3) Un comité interministériel « devoir de diligence » a été mis en place par le Gouvernement en date du 23 avril 2021 en vue de définir les grandes orientations soit d’une future législation nationale, soit de la position du Luxembourg pour la négociation d’une future directive européenne en la matière, où l’ensemble de ces questions sont traitées.
Par ailleurs, dans le cadre de rencontres régulières avec l’UEL, le ministre de l’Économie discute de ces questions, comme par exemple à l’occasion de la présentation du guide ESR déployé par l’INDR.
4) L’harmonisation au niveau européen est la voie privilégiée, et cela a été indiqué à plusieurs reprises par le Gouvernement, notamment dans les réponses aux récentes questions parlementaires no 5502 et no 5209. La proposition de directive a, précisément, pour objectif de favoriser une telle harmonisation et elle prévoit d’ailleurs la mise en place d’un réseau de coordination européen des autorités nationales chargées de superviser la mise en œuvre du devoir de diligence.

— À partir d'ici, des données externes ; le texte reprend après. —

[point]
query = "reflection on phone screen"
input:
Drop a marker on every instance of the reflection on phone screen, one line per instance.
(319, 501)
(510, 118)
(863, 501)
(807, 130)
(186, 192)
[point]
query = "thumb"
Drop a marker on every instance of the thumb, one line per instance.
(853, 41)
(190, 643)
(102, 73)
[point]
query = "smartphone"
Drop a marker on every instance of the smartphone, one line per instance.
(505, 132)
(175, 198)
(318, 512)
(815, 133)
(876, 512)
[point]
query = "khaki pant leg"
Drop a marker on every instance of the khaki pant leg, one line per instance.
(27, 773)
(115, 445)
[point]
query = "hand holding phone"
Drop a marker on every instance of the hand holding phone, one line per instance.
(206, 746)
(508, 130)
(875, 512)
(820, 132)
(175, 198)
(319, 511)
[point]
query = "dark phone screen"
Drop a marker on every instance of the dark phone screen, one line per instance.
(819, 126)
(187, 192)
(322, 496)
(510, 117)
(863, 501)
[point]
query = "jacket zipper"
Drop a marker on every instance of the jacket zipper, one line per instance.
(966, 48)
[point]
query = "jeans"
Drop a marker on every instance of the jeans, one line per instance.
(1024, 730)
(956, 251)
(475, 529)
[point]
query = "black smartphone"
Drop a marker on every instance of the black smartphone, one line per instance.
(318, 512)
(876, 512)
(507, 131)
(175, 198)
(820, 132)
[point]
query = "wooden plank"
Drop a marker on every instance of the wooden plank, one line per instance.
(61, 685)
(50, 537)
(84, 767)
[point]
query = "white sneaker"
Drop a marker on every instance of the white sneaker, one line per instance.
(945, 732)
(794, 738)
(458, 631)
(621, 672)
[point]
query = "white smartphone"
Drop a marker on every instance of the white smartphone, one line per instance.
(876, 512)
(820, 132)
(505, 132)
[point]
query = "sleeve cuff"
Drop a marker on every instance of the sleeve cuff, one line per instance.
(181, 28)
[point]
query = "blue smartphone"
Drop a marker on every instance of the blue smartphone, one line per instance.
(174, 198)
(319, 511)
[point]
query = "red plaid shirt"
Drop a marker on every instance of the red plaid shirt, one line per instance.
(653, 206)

5) La proposition de directive de la Commission européenne est une initiative couvrant l’ensemble des droits humains et l’environnement, comprenant tous les aspects de la question, tout en rappelant le principe de la nécessaire proportionnalité entre les objectifs et les moyens.
Le champ d’application vise les grandes entreprises actives dans le marché intérieur, dont celles du secteur financier, parce qu’elles sont les acteurs économiques principaux les plus à même de faire imposer les principes du devoir de diligence dans l’ensemble de la chaîne de valeur, y compris auprès des PME partenaires.
Ces obligations en matière de devoir de diligence sont assorties de mécanismes de contrôle et de sanctions, ainsi que d’un régime obligatoire de responsabilité civile et de protection des lanceurs d’alerte.
Enfin, outre les autres obligations sociales incombant déjà aux dirigeants, ces derniers auront désormais également une obligation de mettre en œuvre les principes de due diligence dans l’entreprise.